Inclinado al borde de la parcela colindante con el estéril yermo, rodeado de yerbas santas y llantenes, viendo correr entre sus raíces que vibraban en la corriente, el agua fría y turbia de la acequia, aquel árbol corpulento y lozano aún, debía llamarse Hebaristo y tener treinta años. Debía llamarse Hebaristo y tener treinta años, porque había el mismo aspecto cansino y pesimista, la misma catadura enfadosa y acre del joven farmacéutico de El amigo del pueblo, establecimiento de drogas que se hallaba en la esquina de la Plaza de Armas, junto al Concejo Provincial, en los bajos de la casa donde, en tiempos de la Independencia, pernoctara el coronel Marmanillo, lugarteniente del Gran Mariscal de Ayacucho, cuando, presionado por los realistas, se dirigiera a dar aquella singular batalla de la Macacona.

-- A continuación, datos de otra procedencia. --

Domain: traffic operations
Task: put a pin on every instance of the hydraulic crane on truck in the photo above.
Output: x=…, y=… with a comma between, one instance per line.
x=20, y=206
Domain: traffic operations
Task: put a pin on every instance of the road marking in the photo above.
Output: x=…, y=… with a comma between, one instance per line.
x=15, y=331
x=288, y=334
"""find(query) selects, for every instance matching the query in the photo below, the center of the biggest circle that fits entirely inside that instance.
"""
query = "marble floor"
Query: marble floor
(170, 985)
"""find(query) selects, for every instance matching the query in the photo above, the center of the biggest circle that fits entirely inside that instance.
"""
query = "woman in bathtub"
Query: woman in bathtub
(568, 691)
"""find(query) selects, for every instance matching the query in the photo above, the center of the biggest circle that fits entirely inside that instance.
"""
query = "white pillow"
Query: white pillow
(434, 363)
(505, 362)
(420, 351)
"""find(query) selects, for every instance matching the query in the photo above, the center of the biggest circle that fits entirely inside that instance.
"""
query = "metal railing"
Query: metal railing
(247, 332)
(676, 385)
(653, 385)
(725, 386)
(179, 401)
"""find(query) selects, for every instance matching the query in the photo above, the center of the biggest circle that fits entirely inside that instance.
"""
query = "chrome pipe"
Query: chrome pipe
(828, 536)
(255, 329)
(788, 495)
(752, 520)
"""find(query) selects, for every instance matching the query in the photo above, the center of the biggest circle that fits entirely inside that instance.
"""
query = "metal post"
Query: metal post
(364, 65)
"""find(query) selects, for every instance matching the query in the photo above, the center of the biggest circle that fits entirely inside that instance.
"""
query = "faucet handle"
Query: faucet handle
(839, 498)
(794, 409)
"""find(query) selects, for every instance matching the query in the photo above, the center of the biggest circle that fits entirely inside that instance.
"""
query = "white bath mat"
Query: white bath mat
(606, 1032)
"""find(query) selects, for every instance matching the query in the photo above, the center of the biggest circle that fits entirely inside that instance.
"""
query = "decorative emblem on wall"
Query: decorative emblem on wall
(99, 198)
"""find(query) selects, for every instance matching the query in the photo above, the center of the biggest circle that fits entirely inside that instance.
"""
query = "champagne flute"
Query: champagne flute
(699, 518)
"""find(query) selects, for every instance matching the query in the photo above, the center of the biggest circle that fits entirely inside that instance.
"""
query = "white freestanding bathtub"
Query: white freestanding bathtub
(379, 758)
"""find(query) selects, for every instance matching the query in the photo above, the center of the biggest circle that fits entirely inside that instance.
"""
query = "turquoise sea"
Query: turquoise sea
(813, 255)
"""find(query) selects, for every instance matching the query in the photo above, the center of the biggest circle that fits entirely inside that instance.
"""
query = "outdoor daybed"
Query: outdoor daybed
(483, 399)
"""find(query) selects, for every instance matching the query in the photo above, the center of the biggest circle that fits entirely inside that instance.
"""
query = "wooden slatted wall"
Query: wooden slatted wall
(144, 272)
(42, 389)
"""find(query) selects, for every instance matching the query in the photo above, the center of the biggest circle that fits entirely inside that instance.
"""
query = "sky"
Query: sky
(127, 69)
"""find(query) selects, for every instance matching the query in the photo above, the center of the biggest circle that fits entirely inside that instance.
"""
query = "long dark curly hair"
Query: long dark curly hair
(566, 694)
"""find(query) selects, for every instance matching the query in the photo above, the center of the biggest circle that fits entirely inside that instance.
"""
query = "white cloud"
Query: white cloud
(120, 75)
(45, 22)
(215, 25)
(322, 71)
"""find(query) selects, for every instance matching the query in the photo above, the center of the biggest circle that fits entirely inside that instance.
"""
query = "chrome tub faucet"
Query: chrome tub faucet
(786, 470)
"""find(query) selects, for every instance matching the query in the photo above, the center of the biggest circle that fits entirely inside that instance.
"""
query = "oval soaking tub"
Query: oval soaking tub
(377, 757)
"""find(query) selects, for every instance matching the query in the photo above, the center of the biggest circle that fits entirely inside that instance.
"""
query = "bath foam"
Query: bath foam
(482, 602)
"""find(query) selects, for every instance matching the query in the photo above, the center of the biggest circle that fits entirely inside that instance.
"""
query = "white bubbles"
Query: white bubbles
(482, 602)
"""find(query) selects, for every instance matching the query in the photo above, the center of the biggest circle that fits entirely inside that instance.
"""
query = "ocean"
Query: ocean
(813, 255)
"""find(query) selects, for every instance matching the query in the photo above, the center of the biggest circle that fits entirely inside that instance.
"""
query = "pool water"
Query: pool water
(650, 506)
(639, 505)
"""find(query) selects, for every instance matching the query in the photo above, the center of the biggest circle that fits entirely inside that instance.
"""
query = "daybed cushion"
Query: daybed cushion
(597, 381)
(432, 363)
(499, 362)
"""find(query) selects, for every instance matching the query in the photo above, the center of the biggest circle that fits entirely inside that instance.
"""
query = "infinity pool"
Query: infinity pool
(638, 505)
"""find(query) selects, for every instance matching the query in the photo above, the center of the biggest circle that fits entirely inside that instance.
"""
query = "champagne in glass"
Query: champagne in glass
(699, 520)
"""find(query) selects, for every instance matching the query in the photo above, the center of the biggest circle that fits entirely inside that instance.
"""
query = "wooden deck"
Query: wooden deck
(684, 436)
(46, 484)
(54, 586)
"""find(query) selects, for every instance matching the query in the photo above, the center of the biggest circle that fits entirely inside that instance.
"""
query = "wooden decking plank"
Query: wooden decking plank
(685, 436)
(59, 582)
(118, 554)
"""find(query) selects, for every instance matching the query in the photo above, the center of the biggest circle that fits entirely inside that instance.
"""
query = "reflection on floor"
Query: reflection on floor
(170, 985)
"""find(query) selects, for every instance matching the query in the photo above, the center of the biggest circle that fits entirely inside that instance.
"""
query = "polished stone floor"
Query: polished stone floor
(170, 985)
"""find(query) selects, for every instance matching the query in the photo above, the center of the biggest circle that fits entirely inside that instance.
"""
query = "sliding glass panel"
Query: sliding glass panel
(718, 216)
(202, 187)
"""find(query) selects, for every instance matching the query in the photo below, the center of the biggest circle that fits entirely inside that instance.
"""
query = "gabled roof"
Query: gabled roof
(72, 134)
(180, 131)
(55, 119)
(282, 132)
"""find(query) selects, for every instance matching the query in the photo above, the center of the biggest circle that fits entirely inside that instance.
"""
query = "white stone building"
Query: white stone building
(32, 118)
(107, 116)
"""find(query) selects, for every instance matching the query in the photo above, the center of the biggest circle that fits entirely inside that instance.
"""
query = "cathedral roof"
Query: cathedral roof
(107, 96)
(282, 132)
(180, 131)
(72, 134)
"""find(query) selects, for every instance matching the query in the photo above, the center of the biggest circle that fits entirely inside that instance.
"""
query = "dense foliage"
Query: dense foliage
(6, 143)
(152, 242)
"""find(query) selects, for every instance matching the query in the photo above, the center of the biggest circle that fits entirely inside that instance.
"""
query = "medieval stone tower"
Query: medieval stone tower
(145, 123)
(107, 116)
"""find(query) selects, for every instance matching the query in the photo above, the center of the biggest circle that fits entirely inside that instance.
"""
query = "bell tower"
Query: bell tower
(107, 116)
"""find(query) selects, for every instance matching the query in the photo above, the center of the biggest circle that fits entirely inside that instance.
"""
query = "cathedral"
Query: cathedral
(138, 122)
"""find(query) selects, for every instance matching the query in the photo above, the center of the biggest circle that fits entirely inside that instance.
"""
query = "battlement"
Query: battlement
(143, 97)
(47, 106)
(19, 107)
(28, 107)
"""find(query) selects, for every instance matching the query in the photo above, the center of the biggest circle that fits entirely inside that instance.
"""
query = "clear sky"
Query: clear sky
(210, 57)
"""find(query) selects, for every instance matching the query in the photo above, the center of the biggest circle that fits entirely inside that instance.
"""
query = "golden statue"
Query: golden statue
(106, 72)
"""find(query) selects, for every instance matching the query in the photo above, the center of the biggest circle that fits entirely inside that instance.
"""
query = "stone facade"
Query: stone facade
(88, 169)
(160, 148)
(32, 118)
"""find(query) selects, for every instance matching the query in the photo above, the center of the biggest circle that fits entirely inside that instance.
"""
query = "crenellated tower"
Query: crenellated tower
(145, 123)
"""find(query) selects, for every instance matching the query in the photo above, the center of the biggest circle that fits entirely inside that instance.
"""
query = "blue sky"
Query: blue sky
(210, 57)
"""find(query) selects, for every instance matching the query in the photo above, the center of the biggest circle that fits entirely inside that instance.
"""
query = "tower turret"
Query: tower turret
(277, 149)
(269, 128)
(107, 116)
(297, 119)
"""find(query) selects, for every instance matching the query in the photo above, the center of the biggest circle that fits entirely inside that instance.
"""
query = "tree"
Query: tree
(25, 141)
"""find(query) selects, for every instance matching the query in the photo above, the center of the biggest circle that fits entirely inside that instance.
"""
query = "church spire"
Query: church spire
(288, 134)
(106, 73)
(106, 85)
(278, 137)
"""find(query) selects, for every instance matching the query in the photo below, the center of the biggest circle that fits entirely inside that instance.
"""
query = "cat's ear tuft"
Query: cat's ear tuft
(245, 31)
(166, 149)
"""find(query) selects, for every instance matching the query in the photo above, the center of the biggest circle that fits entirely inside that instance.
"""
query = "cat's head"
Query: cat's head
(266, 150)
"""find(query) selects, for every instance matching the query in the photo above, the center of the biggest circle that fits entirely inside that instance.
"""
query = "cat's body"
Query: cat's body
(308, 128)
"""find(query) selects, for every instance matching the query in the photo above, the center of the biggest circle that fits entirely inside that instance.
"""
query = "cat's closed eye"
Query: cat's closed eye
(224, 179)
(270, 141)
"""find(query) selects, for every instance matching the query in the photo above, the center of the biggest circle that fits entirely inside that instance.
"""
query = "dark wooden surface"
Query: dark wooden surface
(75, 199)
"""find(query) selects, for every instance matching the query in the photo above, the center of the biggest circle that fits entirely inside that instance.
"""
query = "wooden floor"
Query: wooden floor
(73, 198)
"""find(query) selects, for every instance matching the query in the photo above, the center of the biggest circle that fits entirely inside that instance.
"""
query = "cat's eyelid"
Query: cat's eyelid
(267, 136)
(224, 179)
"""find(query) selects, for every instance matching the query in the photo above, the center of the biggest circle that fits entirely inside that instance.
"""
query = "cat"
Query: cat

Marmanillo era el héroe de la aldea de P. porque en ella había nacido, y, aunque a sus puertas se realizara una poco afortunada escaramuza, en la cual caballo y caballero salieron disparados al empuje de un puñado de chapetones, eso, a juicio de las gentes patriotas de P., no quitaba nada a su valor y merecimientos, pues era sabido que la tal escaramuza se perdió porque el capitán Crisóstomo Ramírez, dueño hasta el año 23 de un lagar y hecho capitán de patriotas por Marmanillo, no acudió con oportunidad al lugar del suceso. Los de P. guardaban por el coronel de milicias recuerdo venerado. La peluquería llamábase Salón Marmanillo; la encomendería de la calle Derecha, que después se llamó calle 28 de Julio tenía en letras rojas y gordas, sobre el extenso y monótono muro azul, el rótulo Al descanso de Marmanillo; y por fin en la sociedad Confederada de Socorros Mutuos, había un retrato al óleo, sobre el estrado de la "directiva", en el cual aparecía el héroe con su color de olla de barro, sus galones dorados y una mano en la cintura, fieles traductores de su gallardía miliciana.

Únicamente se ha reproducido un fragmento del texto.